Wednesday, October 12, 2005

Epiphanies all round

It had to happen. Andrew Sullivan had gotten so far with his persona of New Sully, implacable foe of the powers-that-be, but he had to revert to being duc de Sully, faithful servant of the royal court. And indeed, much as his namesake:

Sully was not popular. He was hated ... by all because he was a favorite, and selfish, obstinate and rude. He amassed a large personal fortune, and his jealousy of all other ministers and favorites was extravagant. Nevertheless he was an excellent man of business, inexorable in punishing malversation and dishonesty on the part of others, and opposed to the ruinous court expenditure which was the bane of almost all European monarchies in his day. He was gifted with executive ability, with confidence and resolution, with fondness for work, and above all with deep devotion to his master. He was implicitly trusted by Henry IV and proved himself the most able assistant of the king in dispelling the chaos into which the religious and civil wars had plunged France.

Despite his disgust about the royal budget, the irresistible pull of the royal court exerts itself again with his revived flypaper/fly-trap theory [will add link when he's unhacked] -- that the Iraq war was necessary so that Arabs could experience first hand the impact of Islamist terrorism:

... internal Muslim division ... a fortunate by-product of failure to pacify the country. By allowing chaos and disorder to engulf many Iraqi lives, the coalition may have undermined Jihadist appeal by exposing their willingness to slaughter other Muslims in their bid for a new Caliphate ... by forcing the battle into the heart of the Middle East, rather than in the West, the coalition is exposing internal rifts and dividing the Muslim world into its sane and insane camps. If the sane camp wins, we all win ... But if we can keep the fldegling Iraqi state somewhat stable, the potential benefit is that by using schismatic divisions in Islam, we can help isolate and undermine al Qaeda and Jihadism in general ... But the strategy is not a crazy one, even if it has emerged from the wreckage of incompetence.

This is just a rehashed version of the Epiphany theory pushed by the Wall Street Journal, that 9/11 was necessary to show Americans the threat of terrorism, and that the Saudis needed something similar to happen to them. Sully ups the ante by hoping that the bringing home of terrorism causes a schism within Islam that the West can ride to its own advantage -- not the kind of delicate operation that one wants this White House in charge of.

While this is a shite (one i) strategy for a war, there is one bit of supporting evidence for the effect it postulates -- the now fully released letter from al Zawahiri to al Zarqawi, which makes clear the split between al Qaeda HQ and its franchise in Iraq on the strategy of killing civilians and Shia:

But Mr. Zawahiri ... pointedly [warns] Mr. Zarqawi that such strikes amounted to "action that the masses do not understand or approve."

In the letter, Mr. Zawahiri compared the fierce war of resistance that Iraqis and foreign fighters have waged in Iraq since March 2003 with the speedy fall of Afghanistan's Taliban government after the American-led invasion there in 2001.
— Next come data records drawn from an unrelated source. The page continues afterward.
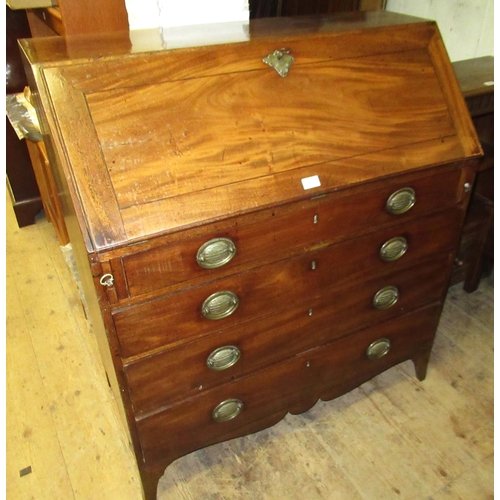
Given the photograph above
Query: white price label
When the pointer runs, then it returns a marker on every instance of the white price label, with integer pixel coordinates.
(311, 182)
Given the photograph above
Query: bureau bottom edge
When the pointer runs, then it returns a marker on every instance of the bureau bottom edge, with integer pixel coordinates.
(292, 386)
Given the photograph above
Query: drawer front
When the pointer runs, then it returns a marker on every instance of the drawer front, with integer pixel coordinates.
(274, 391)
(182, 372)
(287, 230)
(278, 286)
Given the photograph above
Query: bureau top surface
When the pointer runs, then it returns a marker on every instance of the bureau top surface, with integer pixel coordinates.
(156, 141)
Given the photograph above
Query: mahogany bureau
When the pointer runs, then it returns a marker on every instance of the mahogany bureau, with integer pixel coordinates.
(258, 224)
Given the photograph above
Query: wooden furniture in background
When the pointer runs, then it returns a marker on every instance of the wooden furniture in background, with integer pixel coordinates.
(278, 8)
(48, 189)
(21, 182)
(76, 17)
(250, 242)
(475, 255)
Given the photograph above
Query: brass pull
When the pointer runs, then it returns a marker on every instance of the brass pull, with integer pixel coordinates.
(107, 280)
(401, 201)
(223, 358)
(215, 253)
(393, 249)
(220, 305)
(386, 297)
(227, 410)
(378, 349)
(281, 60)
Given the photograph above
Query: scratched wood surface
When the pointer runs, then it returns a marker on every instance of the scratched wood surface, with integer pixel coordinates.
(392, 438)
(219, 132)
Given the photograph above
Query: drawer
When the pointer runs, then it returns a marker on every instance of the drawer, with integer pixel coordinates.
(182, 371)
(275, 234)
(278, 286)
(274, 391)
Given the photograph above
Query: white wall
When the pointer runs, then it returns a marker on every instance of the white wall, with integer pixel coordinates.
(144, 14)
(466, 25)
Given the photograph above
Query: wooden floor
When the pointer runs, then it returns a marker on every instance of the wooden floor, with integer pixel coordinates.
(392, 438)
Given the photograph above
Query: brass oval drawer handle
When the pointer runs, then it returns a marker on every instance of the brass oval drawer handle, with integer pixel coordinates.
(393, 249)
(220, 305)
(223, 358)
(378, 349)
(401, 201)
(227, 410)
(215, 253)
(386, 297)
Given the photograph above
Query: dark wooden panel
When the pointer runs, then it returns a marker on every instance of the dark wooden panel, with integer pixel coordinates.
(282, 386)
(266, 292)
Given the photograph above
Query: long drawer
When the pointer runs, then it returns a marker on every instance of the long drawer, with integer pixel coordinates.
(184, 371)
(190, 425)
(282, 231)
(277, 286)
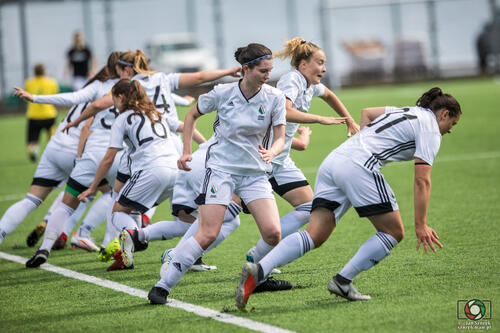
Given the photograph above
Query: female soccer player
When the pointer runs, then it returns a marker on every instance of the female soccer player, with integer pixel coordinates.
(237, 162)
(152, 154)
(300, 86)
(350, 176)
(134, 65)
(58, 159)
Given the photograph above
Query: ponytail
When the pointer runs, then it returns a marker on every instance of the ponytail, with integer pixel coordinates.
(435, 100)
(297, 49)
(135, 99)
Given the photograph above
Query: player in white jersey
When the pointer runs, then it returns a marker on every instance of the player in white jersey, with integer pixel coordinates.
(247, 112)
(134, 65)
(300, 86)
(350, 176)
(151, 151)
(59, 156)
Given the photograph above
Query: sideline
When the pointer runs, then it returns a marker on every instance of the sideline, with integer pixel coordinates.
(197, 310)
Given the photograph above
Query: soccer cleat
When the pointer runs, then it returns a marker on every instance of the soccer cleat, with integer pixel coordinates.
(105, 254)
(118, 264)
(60, 242)
(271, 284)
(83, 243)
(200, 266)
(35, 235)
(346, 291)
(39, 258)
(157, 295)
(248, 282)
(250, 254)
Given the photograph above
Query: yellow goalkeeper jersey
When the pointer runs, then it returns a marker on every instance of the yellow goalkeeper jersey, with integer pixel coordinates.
(41, 85)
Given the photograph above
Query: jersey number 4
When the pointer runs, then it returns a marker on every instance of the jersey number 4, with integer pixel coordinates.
(154, 125)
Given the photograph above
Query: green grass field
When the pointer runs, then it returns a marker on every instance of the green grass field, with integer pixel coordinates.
(411, 291)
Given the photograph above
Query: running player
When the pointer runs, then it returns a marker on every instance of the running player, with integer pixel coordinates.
(247, 112)
(300, 86)
(58, 159)
(151, 152)
(350, 176)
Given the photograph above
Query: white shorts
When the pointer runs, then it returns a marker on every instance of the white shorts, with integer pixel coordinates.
(54, 167)
(286, 177)
(340, 183)
(85, 169)
(147, 188)
(218, 188)
(123, 173)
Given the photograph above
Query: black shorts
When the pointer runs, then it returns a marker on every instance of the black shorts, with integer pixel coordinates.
(35, 126)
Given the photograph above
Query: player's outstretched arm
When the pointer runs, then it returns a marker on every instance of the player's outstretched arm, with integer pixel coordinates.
(335, 103)
(422, 192)
(90, 111)
(302, 141)
(193, 79)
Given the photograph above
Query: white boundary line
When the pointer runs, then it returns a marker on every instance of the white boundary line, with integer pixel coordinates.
(197, 310)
"We don't want to repeat the mistake of the Taliban, who restricted participation in governance to the students and the people of Kandahar alone," Mr. Zawahiri wrote. "The result was that the Afghan people disengaged themselves from them. Even devout ones took the stance of the spectator and, when the invasion came, the emirate collapsed in days, because the people were either passive or hostile."

"Therefore," Mr. Zawahiri wrote, "I stress again to you and to all your brothers the need to direct the political action equally with the military action, by the alliance, cooperation and gathering of all leaders of opinion and influence in the Iraqi arena."


This shreds the media criticism of the right, who complain that the Western media reports deaths from terrorism with the implicit goal of undermining the war back home. In fact, Zawahiri makes clear that it is precisely these images that undermine the insurgency and leave room for the split that Sully has now noticed. Incidentally, of interest to Irish readers must surely be that Zawahiri's last sentence above could easily be rephrased as "the Armalite in one hand and the ballot box in the other" -- perhaps soon to be the latest evidence on links between Northern Ireland and the GWOT.